Многие из навыков и приемов Александр Ильич перенял от своего старшего друга и сотрудника, Якова Ивановича Бутовича, в том числе он унаследовал от него склонность патронировать иппическому искусству, оказывая поддержку художникам, пишущим картины с изображением лошадей. Как жанр коннозаводский портрет требует зрения двойного – нужно понимать природу живописи и экстерьер лошадей. Ведь это картины, имеющие не только художественную ценность, но и практическое назначение. В прежние времена, когда перевозка лошадей была проблемой, их нередко покупали по портретам. Так что на полотне кровную лошадь требовалось изобразить так, как демонстрируют ее на выводке, чтобы знаток видел стати этой лошадь, стоит ли ее приобретать. Живописность и вообще искусство в данном случае отодвигались на второй план, главное – достоверность, правильный постанов, чтобы мускулатура и вся конституция были видны. Поэтому живописцы, считавшие себя прежде всего художниками, творцами произведений искусства, рассматривали коннозаводские портреты как нечто их недостойное. Если Серов написал Летучего, то сколько ему Малютин заплатил? Но в суровые времена войн, революций и вообще разрухи выбирать не приходится, особенно нашей революции, когда власть оказалась не только в руках революционеров-политиков, но и революционеров от искусства. Средства были ограничены, всем не хватало, распределение же шло в пользу творческого авангарда, а традиционалисты, способные изобразить лошадь похожей на лошадь, оказывались не у дел, проще говоря, без куска хлеба. Выручали их коневоды, кормить художников им было не накладно, и художникам при лошадях неголодно. В Прилепах, благодаря протекции Попова, пристроился будущий академик живописи Георгий Савицкий, который прежде понятия не имел о коннозаводских портретах, а тут начал с того, что написал Кипариса. А уже на Первом Московском заводе, продолжая ту же традицию, Попов дал приют Борису Преображенскому, и тот запечатлел ему всех производителей, среди них – Пролива, отца Квадрата. В том и другом случае, как говорил Александр Ильич, оплата осуществлялась в порядке натурального обмена – картины за картошку.

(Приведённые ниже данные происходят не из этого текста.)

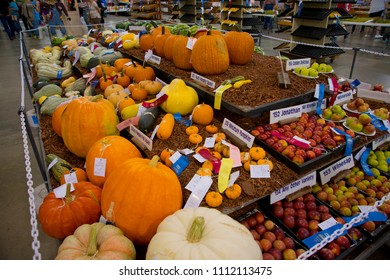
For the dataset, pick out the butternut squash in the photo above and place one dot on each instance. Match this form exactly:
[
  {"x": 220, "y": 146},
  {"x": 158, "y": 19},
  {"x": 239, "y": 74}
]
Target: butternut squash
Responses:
[{"x": 166, "y": 127}]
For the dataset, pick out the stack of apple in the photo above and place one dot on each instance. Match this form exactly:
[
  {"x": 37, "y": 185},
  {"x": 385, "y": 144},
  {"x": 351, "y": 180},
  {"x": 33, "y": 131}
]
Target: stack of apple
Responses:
[
  {"x": 303, "y": 216},
  {"x": 359, "y": 105},
  {"x": 311, "y": 128},
  {"x": 272, "y": 240},
  {"x": 334, "y": 113},
  {"x": 361, "y": 124}
]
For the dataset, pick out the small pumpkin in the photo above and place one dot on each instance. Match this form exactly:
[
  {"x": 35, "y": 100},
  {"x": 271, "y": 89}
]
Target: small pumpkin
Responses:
[
  {"x": 115, "y": 150},
  {"x": 203, "y": 114},
  {"x": 240, "y": 47},
  {"x": 202, "y": 234},
  {"x": 192, "y": 129},
  {"x": 60, "y": 217},
  {"x": 86, "y": 120},
  {"x": 96, "y": 242},
  {"x": 181, "y": 98},
  {"x": 211, "y": 128},
  {"x": 143, "y": 192},
  {"x": 214, "y": 199},
  {"x": 233, "y": 192},
  {"x": 80, "y": 173},
  {"x": 195, "y": 138}
]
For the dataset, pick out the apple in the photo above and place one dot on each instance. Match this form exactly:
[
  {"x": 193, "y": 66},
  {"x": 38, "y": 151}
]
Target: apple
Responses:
[
  {"x": 343, "y": 242},
  {"x": 266, "y": 245},
  {"x": 326, "y": 254},
  {"x": 303, "y": 233}
]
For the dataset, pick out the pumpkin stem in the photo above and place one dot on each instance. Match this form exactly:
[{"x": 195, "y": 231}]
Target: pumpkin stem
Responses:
[
  {"x": 154, "y": 161},
  {"x": 92, "y": 244},
  {"x": 68, "y": 196},
  {"x": 195, "y": 233}
]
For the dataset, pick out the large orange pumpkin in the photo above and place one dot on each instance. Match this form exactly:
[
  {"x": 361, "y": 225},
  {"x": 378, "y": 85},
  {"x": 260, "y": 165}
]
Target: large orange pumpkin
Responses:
[
  {"x": 86, "y": 120},
  {"x": 115, "y": 149},
  {"x": 240, "y": 46},
  {"x": 56, "y": 118},
  {"x": 210, "y": 55},
  {"x": 139, "y": 194},
  {"x": 181, "y": 54},
  {"x": 60, "y": 217}
]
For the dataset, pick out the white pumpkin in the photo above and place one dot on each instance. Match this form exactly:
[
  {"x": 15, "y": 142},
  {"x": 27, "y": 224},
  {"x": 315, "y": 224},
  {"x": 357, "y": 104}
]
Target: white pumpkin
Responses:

Итак, Бутович. О нем Попов вспоминал постоянно и с особым воодушевлением. Это, конечно, фигура на целый роман. Перескажу лишь один случай. В начале все тех же бурных 1920-х годов, когда Александра Ильича назначили управляющим в Прилепы, а Яков Иванович заведовал там музеем, состоявшим из его собственной коллекции коннозаводских портретов, пригласили их в Тулу на бега. Как известно, сразу после революции Бутович обратился к советскому правительству с просьбой принять в государственное владение его заводское и музейное имущество. Прилепская коллекция картин, которая дала начало нынешнему Музею коневодства, оценивалась тогда в два миллиона. Революция расколола семейство Бутовичей. Старший брат, Владимир Иванович, тот самый, чьи авантюры легли в основу знаменитого рассказа «Изумруд», отправился за границу и хотел было увести с собой не только Прилепский, но и Хреновской конный завод. Иными словами, страна лишилась бы основы своей исконной рысистой орловской породы. «Нет, – сказал Яков Иванович, – хотя и жаль своё отдавать, но пусть этим владеет наш хам, но только не западный лавочник!»
Словом, Александр Ильич и Яков Иванович отправились в Тулу выступать перед собранием Губсельтреста – говорить о породе. Говорил, разумеется, Яков Иванович.
Не мог я помнить кобыл под знаменем, не мог слышать Бутовича, но я видел его рукописи: слог – свободная речь, «говорит, как пишет». Представляю, как это звучало и выглядело. «По типу эта лошадь, несомненно, русская, если так можно выразиться, былинная…» Короче, говорилось по охоте и с блеском. Надо учесть, сверх того, силу внутренней веры в значение лошади, в особенности рысистой, да еще орловской, той веры, какой жило то поколение конников, для которого роль лошади оставалась универсальной. Ведь не ради картинности, не ради выводки или выставки спешил впоследствии Попов на пустом месте сформировать конный завод, на лошадях которого Красная кавалерия тут же шла в бой. И в Тулу съехались не ради краснобайства, а послушать больших знатоков, пусть классово чуждых, и решить, как развивать коневодство дальше.